Now you see the unstable edge oscillation like above case after the perturbations travel all the way around and end up interacting with the center during the second reconnect event. Clearly such patterns are all reminiscent of diffraction scattering and other sorts of complicated spatial pattern-forming phenomena where waves are bouncing around inside of closed spaces -- I find all such phenomena hard to intuit and these examples are no different. Where things get fun IMHO is to see how noise plus such simple oscillators generates interesting formations as the ones I posted a few days ago.

Several people have asked me what is the relationship is between these simulations I'm showing here and cellular automata? I argue that these systems are analog, memoryless versions of CAs. While CAs are very logically simple, they aren't nearly as hardware simple as the systems I'm working on here. For example, Wolfram's lovely illustration of all 256 binary 1D CA rules are simple rules, but their implementation presupposes both memory and an a priori defined lattice that includes left/right differentiation. However, as Wolfram points out on page 424 of NKS, the symmetric 1D rules do generate interesting short-term random patterns when initialzied with random state so these are a good binary model for the analog systems pre-supposed here.

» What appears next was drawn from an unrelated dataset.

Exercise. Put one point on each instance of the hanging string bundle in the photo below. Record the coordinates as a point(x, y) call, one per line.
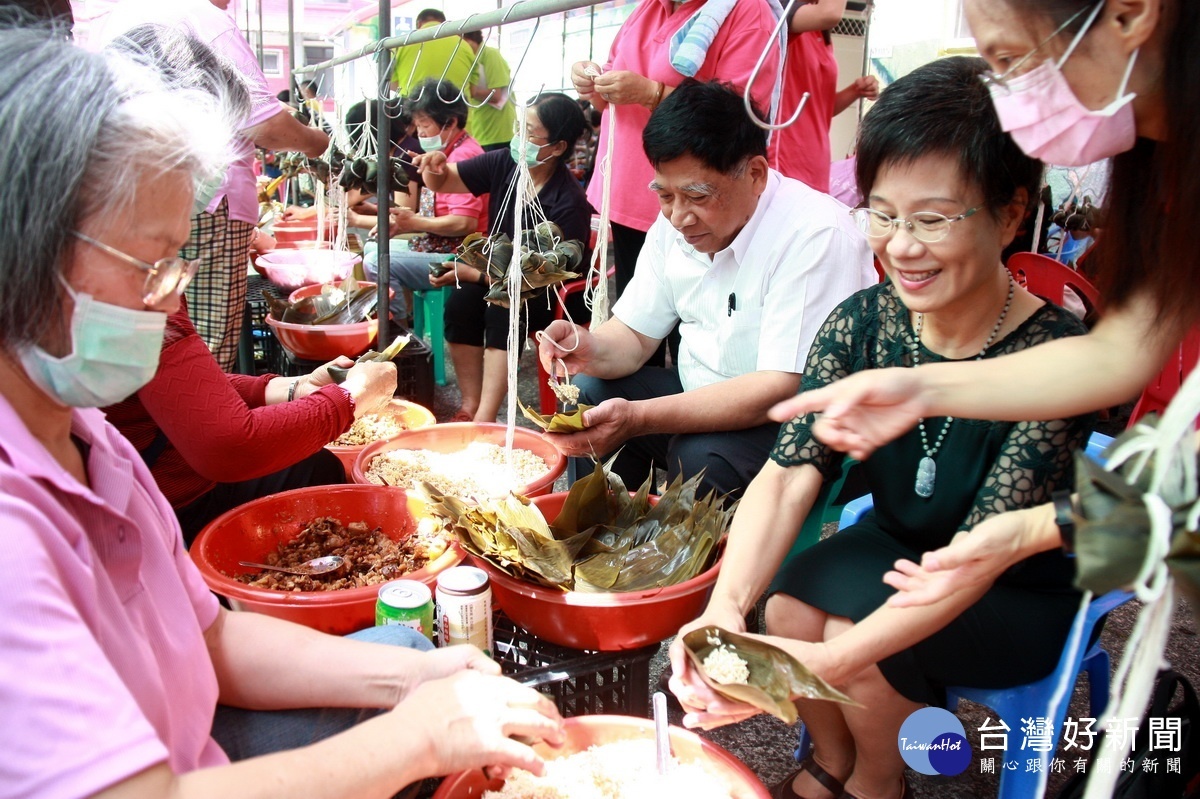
point(595, 292)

Meanwhile, my friend Erik Winfree's lab has very cleverly built DNA crystaline structures that have do define a lattice and thus can implement the Turing comple rules at molecular scales. But on the scale of complexity, I'd argue that these amorphous analog systems are "simpler" in the sense that I can more easily imagine them evolving from interacting amplifiers that would have independent precursor functionality and without imposing a lattice. Erik might disagree, but anyway, it's this idea of evolving-interacting-amplifiers that I'm going work on as I continue this.

Tuesday, December 9, 2008

Pattern formation sanity check



I ran a test where I changed the spatial resolution of the ring oscillator system (changing the number of spatial buckets while also changing the capacitance and conductance variables accordingly) to make sure that the pattern formation is not an artifact of the integration technique. These images show a 32, 64, and 128 bucket integration in each. It is clear that the spatial resolution matters in the sense that you can see a few small changes (features look temporally sharper, not just spatially), but I don't think that the pattern formation is an artifact. As always, thanks to JHD for help in working out the right parameter transformation -- which he knows like the back of his hand because its equivilent to a transmission line / heat equation.